In a landscape of declining trust in public schools, Fitzpatrick examines how public education has been radically redefined in the U.S. since the 1950s. From the South’s campaigns of “massive resistance” to desegregation that followed Brown v. Board of Education, she traces the country’s trajectory toward today’s understanding of “school choice.” Along the way, she delves into contentious movements for and against school vouchers, religious education, charter schools, and standardized testing along with these movements’ entanglement with racial biases, civil rights, church-state separation, and free market principles.

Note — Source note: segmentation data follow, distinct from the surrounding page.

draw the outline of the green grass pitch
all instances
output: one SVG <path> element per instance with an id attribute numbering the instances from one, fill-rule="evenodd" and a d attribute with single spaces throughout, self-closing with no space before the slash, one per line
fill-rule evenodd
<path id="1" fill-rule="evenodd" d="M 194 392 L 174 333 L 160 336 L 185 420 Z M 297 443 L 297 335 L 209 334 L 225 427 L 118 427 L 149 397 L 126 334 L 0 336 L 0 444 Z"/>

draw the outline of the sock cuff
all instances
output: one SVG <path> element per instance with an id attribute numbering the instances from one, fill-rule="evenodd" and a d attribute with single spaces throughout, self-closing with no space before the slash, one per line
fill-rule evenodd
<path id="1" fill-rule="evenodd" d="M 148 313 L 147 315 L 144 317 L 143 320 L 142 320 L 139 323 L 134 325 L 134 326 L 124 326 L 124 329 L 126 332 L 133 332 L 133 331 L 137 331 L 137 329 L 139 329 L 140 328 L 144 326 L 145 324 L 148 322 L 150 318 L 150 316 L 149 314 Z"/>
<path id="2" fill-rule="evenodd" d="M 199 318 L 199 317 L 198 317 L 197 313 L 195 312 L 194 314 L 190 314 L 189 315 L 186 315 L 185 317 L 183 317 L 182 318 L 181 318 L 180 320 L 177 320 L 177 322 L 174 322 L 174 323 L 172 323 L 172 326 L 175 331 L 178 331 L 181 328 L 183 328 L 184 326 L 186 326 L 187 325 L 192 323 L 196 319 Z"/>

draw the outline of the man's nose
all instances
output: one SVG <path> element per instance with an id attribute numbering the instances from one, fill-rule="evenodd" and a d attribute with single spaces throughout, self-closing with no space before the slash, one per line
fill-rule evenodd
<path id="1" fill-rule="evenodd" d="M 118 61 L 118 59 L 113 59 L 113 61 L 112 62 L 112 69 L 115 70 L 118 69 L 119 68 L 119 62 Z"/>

Instead of the characters most regularly discussed in the media’s coverage of education—e.g., superintendents, school boards, teacher unions, and philanthropists enamored with charter schools—Fitzpatrick details the outsized influence of several less-familiar figures, such as the Jesuit priest Rev. Virgil Blum, Wisconsin state Rep. Annette “Polly” Williams, and conservative attorney Clint Bolick. Fitzpatrick’s substantial coverage of unlikely political alliances, granular explanation of legal battles, and detailed accounts of education legislation tempers the potential sensationalism of her subtitle: Rather than a tidal wave of conservatism, America’s current education system has been shaped by narrow wins, compromises, technicalities, and a few key pivotal moments—e.g., rebuilding the New Orleans school system in the aftermath of Hurricane Katrina. More textbook-style history than analysis, the book leaves Fitzpatrick’s driving questions about the role of individual liberty, government measurement and accountability, and the importance of education itself largely unanswered, and the narrative sometimes feels like more of a synthesis of materials rather than something new and incisive. Nevertheless, it is sure to be a valuable resource for anyone who studies public education, as the author offers sufficient context for divisions that went before and go beyond today’s partisan arguments over curriculum, merit pay, or online learning.
A cohesive study of America’s path to increasingly politicized—and privatized—education.